ITEM ANALYSIS - ADVANCED EDUCATIONAL RESEARCH AND STATISTICS



ITEM ANALYSIS PROCEDURES FOR NORM-REFERENCED AND CRITERION-REFERENCED MASTERY TESTS

Norms

Meaning: Norms means average scores or standard scores or values.

Etymological Meaning: Norms are the minimum criteria needed at a particular period of time and standard is the criterion above or below norms.

Definitions:
  1. Frank S. Freeman – “A norm is the average or standard scores on a test made by a specified population”.
  2. Thorndike & Hagen – “Norms are defined as the average performance on a particular test made by a standardized sample”.

Norm-Referenced: Positions in the group or the class is referred to as norm-referenced dimension of performance.
Criterion-referenced: Attainment of standards is referred to as criterion-referenced dimension of performance, criterion being external and expected standard.

Meaning of the Terms
  1. Item = question
  2. Analysis = Scrutiny / securitization

Item Analysis
            Item analysis is the procedure of finding out which questions have discriminatory power and which have not.

Need of Item Analysis
            An item analysis is needed to indicate which items are very easy or very difficult and which are not functioning properly. It is not uncommon for an item to appear satisfactory even to an expert while being intrinsically ambiguous-that is, to illicit undesired response from the students.

            The immediate purpose of item analysis is to determine the difficulty and discriminatory power of each item. When an item analysis is performed on a test, one is almost certain to gain additional important insight into the examinees’ thinking, understanding and test-taking behavior.

Objectives of Item Analysis

  1. To select suitable items for the final draft of the test and reject the poor ones.
  2. To find the difficulty value of all the items given in the preliminary draft.
  3. To select positively discriminating items and to reject the items of negative or zero discriminating power.
  4. To rectify the function of the distracters.
  5. To make the calculation of the validity and reliability of the test easy.
  6. To provide a logical basis for selection of items for the final draft.

Procedures / Steps in Item Analysis:
Following information are obtained by item analysis-
            After the test has been given, the papers or answer sheets are scored by marking all items incorrectly answered or omitted. Because of the instruction concerning omissions, they should be few. Each student’s score (not corrected for chance) will be the number of items on the test less the number of errors (wrong or omitted items) on his/her paper or answer sheet.

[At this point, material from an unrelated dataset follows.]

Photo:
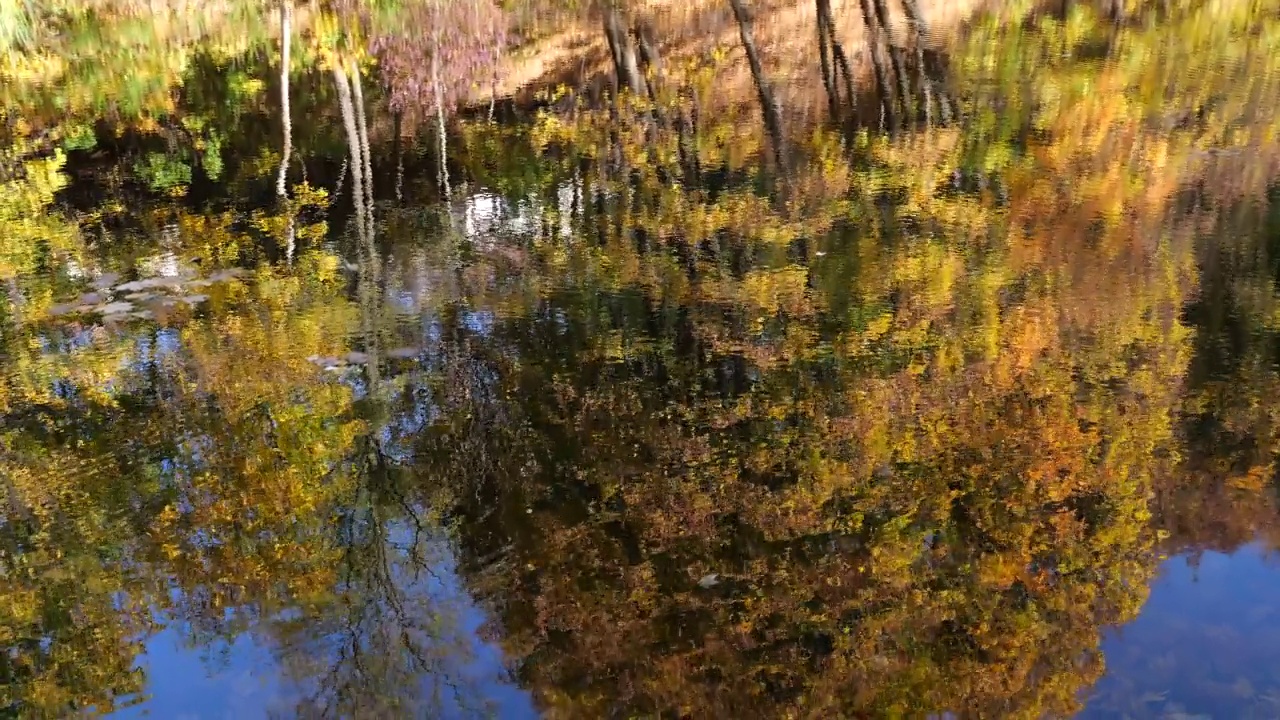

1. Administration of the Test – After the test, re-test is administered on the sample representing the same population. The conditions of administration are kept standard to avoid cheating or faking the responses. Sufficient time is also given to attempt the test-items. Clear instructions are given to the examinees.

2. Scoring – Answer key is prepared before scoring the items. One mark is given to every correct answer and zero is allotted to every wrong one. Scoring machines are also used in this work. If the answers are crossed on the separate OMR sheet, computer can score more than one thousand OMR sheets in one hour. Correlation Coefficient is obtained by calculating the scores of test and re-test.

3. Arranging the answer sheets in a descending order of total marks: The answer sheets of all the students (n) are put in descending order, placing the sheets having the highest score on top and continuing sequentially until the paper having the lowest score is placed on the bottom. n =30.

4. Item analysis chart: After the test and re-test, analyses of items are done. A chart is prepared of all the items with names of the examinees as follows:
i) Tick (□) marks for the items which have correct answers (1 or 2) that is as expected by the researcher.
ii) – mark for the items which have 3s circled.
iii) X marks for the items which have 4 & 5 circled, and
iv) O Marks for the items which are not at all answered by the students.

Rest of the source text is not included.